We are probably a good way away from the complete domination of foods by genetic modification. However, from an ethical point of view, the prospect of increased genetic modification of major whole foods suggests to adherents of the autonomy principle that violation of some people's ethical or religious values, or just simple preferences, may accompany the growth of agricultural and food biotechnology. One response to this may be that those values or preferences are old-fashioned, provincial, simplistic, even irrational, and that not that many people in the US hold those values anyway. This, however, ignores the basic fact: these people exist, need to eat, and, according to the autonomy principle, have a right to be respected for their beliefs as do any other people.

It is at this point that the "naturalness" issue merits brief discussion. As noted above, some people hold that GMOs are environmentally unsafe or unsafe for consumption because they are unnatural. There are two ways to interpret this assertion. One is a quasi-scientific claim; the other is based on a philosophical/ religious belief. According to the first view, because GMOs are the result of human intervention (biochemical engineering) and not natural selection, they are not only fundamentally different from non-GMOs, but will inevitably behave in environments or in the human body in unforeseeable and probably damaging ways (NLP, 2006). The standard response to this claim is that humans have been intervening in nature for millennia: indeed, all domestic animals and plant cultivars are the result of intervention. Genetic engineering is no different in kind from traditional plant crossbreeding or hybridization. In fact, the precision with which specific genetic sequences can be transferred to a new organism implies that we know more about how GMOs will behave in the environment than we do about non-GMOs. The issue is not the "artificiality" of a GMO but instead whether we can be assured that GMOs are safe. This "unnaturalness" objection presumably can be answered through more and better scientific analysis.

The other sense of "unnatural," though, is more pertinent to the current discussion of consumer autonomy/choice. According to this view, GMOs are unnatural because they are contrary to the "natural order," the way things ought to be. Nowhere is this clearer than in the philosophical and religious objections to transgenetic engineering: moving genetic material across species boundaries. In this sense GMOs are unnatural not only because they could not occur without human intervention, but because they are contradictory to Nature or perhaps God's plan. The implication of this is that humans should not "play God": genetic engineering (biotechnology) is simply immoral (see Rollin, 1995).

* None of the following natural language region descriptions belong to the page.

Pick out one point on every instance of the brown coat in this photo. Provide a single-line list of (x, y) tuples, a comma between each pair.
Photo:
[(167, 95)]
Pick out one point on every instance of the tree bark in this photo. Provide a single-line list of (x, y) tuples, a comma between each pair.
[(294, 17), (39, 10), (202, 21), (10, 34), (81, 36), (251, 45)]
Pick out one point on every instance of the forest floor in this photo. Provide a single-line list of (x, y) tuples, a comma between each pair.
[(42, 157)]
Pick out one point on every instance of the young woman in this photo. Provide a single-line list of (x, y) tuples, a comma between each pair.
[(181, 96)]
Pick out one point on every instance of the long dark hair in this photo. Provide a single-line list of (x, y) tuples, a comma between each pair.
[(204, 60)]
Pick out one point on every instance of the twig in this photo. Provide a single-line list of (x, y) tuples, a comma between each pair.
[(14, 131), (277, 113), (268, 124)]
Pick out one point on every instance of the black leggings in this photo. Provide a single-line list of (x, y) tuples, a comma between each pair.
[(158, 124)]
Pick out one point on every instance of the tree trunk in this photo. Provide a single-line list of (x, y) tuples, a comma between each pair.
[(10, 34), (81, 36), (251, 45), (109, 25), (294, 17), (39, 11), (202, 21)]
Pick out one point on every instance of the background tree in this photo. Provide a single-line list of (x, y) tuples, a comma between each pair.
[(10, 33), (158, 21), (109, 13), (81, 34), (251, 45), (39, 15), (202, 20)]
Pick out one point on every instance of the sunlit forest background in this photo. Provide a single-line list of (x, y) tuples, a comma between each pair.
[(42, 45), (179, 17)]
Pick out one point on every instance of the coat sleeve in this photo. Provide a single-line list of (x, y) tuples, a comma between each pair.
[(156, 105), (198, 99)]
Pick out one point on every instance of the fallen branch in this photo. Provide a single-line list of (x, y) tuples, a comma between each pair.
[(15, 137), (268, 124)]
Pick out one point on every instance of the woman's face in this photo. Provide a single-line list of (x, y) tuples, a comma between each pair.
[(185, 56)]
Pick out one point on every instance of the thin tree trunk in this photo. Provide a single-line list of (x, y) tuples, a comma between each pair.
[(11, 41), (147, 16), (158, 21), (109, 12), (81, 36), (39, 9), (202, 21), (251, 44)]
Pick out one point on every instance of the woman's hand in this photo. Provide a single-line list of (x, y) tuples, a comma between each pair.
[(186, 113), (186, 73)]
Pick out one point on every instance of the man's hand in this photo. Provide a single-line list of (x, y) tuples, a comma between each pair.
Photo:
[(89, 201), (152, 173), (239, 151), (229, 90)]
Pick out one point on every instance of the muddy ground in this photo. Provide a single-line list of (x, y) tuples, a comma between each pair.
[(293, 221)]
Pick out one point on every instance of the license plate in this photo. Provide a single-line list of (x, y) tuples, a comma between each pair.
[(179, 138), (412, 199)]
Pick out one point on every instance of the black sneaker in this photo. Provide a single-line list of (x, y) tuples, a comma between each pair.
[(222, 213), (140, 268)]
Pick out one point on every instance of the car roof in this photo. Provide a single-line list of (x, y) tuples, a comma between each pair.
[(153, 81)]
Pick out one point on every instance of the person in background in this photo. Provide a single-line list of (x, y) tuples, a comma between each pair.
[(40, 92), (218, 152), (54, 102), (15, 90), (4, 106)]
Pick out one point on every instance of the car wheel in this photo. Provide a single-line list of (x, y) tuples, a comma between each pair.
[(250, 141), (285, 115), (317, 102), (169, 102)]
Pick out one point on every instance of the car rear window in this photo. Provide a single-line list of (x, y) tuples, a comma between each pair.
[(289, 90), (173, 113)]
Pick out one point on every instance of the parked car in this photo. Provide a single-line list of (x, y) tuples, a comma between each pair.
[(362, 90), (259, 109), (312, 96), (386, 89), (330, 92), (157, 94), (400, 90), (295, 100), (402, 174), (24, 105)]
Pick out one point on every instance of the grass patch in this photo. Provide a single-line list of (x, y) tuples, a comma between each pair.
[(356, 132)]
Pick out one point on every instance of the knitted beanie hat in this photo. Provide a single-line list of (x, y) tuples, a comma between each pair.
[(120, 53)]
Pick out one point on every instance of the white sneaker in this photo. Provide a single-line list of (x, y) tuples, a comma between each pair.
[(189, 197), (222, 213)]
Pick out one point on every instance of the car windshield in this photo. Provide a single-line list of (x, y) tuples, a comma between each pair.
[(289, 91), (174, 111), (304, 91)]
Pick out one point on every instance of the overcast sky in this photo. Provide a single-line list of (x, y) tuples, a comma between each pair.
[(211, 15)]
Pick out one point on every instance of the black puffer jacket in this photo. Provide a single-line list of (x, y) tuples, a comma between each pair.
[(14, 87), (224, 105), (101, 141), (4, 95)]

There is no appropriate scientific response to this belief. The common reply that we have been playing god for millennia (through selective breeding), fails to address the essence of this position (see Hansen, 2000). According to adherents of this belief, there are no analogies in anything else we do or engineer. Violating the order of nature in this way is simply wrong.

The fact is that many people who object to GMOs for cultural or philosophical reasons hold this belief. Again, to assert that they are simplistic or even irrational misses the point. This is their philosophical position; respect for autonomy necessarily implies that their views must be respected (or, at least, opposite views should not be imposed on them by restricting their opportunities to avoid GMOs). This is why the issue of consumer choice concerning GMOs is in many respects a paradigmatic confrontation between the competing ethical principles of utilitarianism and respect for autonomy. The principle of maximum social good asserts that if a product does no harm, and produces some desirable social outcome, it is ethically acceptable (perhaps even mandatory). Respect for autonomy demands that individuals be allowed to choose what products they consume or are exposed to, even if that runs contrary to the apparent social good. Given this clear dichotomy between ethical positions, determining the ethical acceptability of GMO with respect to consumer choices/preferences seems to demand that we reflect on the implications of the conflicting ethical principles, and choose one. Once chosen, a final ethical judgment about GMOs follows straightforwardly from that principle.